The Senate HELP committee hopes that this bill will “fix the one-size-fits-all approach created by the No Child Left Behind Act”, “help ensure that every student graduates from high school ready for college and a career”, “support great teachers and principals, and ensure that all children receive the best instruction”, and “focus the federal government’s role on the things it does best, while giving states and communities the flexibility they need to address the unique needs of their students and schools.”
But Secretary of Education Arne Duncan is worried about accountability. He said:
"I appreciate the efforts of Senators Harkin and Enzi to build into the reauthorization bill more flexibility for states and districts while maintaining accountability at every level. I believe, however, that a comprehensive evaluation system based on multiple measures, including student achievement, is essential for education reform to move forward. This view is shared by both national teacher unions and state leaders all across the country who are committed to doing a better job of preparing our young people for the global economy. We cannot retreat from reform."

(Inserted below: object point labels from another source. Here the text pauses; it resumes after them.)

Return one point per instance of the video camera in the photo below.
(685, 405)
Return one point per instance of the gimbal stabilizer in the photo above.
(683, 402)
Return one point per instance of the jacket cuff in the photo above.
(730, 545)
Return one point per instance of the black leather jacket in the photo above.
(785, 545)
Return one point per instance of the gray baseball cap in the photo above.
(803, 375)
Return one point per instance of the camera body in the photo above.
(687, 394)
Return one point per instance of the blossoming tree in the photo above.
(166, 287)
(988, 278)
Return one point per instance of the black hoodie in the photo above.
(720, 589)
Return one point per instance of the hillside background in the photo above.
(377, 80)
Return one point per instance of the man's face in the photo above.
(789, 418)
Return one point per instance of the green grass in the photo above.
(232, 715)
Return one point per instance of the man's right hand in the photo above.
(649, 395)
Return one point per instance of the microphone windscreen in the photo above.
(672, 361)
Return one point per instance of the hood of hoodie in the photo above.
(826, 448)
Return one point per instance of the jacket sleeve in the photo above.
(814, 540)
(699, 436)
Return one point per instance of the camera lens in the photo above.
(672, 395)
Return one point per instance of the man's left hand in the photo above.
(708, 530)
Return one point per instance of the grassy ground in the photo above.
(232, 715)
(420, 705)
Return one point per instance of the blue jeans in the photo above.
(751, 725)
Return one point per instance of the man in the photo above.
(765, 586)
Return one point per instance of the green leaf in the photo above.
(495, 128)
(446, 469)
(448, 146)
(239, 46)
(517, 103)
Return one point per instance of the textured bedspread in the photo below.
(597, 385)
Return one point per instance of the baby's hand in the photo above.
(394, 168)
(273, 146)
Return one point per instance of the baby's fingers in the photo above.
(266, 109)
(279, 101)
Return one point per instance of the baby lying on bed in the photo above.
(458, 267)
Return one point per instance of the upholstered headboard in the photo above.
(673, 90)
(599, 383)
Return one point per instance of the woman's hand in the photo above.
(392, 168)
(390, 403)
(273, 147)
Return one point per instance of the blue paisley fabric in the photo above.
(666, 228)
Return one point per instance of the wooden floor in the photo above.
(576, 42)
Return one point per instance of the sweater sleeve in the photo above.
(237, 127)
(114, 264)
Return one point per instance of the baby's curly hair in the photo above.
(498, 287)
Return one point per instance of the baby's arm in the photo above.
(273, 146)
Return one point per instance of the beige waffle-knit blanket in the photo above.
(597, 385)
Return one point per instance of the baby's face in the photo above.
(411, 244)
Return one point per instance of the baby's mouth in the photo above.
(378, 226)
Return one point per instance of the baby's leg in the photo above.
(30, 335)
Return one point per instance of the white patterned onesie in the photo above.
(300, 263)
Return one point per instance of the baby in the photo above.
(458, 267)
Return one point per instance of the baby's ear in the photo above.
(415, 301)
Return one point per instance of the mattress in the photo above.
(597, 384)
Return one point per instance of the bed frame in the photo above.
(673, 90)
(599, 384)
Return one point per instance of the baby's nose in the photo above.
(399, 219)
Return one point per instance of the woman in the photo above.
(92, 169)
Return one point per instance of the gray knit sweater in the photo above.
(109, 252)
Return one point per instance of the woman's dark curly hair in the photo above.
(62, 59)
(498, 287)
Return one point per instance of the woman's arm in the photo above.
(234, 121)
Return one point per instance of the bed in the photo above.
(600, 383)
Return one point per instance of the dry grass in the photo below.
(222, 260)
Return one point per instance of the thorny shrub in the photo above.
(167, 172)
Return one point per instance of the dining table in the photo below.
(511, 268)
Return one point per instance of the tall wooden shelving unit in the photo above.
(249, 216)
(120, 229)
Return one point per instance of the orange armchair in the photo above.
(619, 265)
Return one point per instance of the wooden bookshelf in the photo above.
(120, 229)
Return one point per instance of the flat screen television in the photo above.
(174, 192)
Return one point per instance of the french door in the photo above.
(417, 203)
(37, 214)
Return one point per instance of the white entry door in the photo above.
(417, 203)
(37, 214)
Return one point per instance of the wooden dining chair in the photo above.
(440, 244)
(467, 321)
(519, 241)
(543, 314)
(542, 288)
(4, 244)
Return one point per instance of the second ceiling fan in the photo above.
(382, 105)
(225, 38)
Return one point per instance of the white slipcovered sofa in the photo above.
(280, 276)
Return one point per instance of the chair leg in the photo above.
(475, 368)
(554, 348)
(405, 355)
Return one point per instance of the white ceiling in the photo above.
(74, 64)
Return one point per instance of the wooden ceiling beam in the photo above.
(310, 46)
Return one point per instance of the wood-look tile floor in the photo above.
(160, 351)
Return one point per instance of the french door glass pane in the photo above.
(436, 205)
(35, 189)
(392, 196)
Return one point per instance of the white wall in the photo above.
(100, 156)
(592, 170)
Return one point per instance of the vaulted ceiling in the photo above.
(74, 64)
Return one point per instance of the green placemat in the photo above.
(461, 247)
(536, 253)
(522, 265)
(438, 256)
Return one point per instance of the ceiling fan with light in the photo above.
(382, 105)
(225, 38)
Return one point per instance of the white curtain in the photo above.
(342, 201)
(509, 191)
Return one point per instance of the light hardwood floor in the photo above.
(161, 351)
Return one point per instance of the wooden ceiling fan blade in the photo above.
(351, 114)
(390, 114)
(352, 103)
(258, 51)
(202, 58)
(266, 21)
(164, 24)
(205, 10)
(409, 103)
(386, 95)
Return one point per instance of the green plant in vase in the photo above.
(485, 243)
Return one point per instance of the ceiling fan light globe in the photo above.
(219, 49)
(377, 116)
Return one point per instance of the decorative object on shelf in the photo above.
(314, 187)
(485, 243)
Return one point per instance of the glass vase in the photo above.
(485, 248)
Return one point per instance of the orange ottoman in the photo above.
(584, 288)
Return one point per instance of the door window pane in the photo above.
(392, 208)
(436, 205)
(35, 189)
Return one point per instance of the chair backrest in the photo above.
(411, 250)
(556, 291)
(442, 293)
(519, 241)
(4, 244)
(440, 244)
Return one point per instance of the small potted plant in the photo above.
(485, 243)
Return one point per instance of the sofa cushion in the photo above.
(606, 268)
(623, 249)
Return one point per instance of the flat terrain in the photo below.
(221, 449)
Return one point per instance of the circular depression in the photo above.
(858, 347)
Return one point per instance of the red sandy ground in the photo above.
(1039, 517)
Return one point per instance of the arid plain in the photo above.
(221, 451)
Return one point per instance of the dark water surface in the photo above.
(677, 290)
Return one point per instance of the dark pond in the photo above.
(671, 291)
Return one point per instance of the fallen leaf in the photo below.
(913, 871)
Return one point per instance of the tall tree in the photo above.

Senator Harkin admitted that the bill has flaws, “Like any major piece of legislation, this bill is not perfect, but it is an important step forward for America’s children. I will continue to work with my colleagues on both sides of the aisle and education experts to build on this strong foundation and improve this bill when it is considered by the Full Senate.”
I hope they do get it right and that all those hands don’t “improve” it out of existence. We need a law that works for our kids.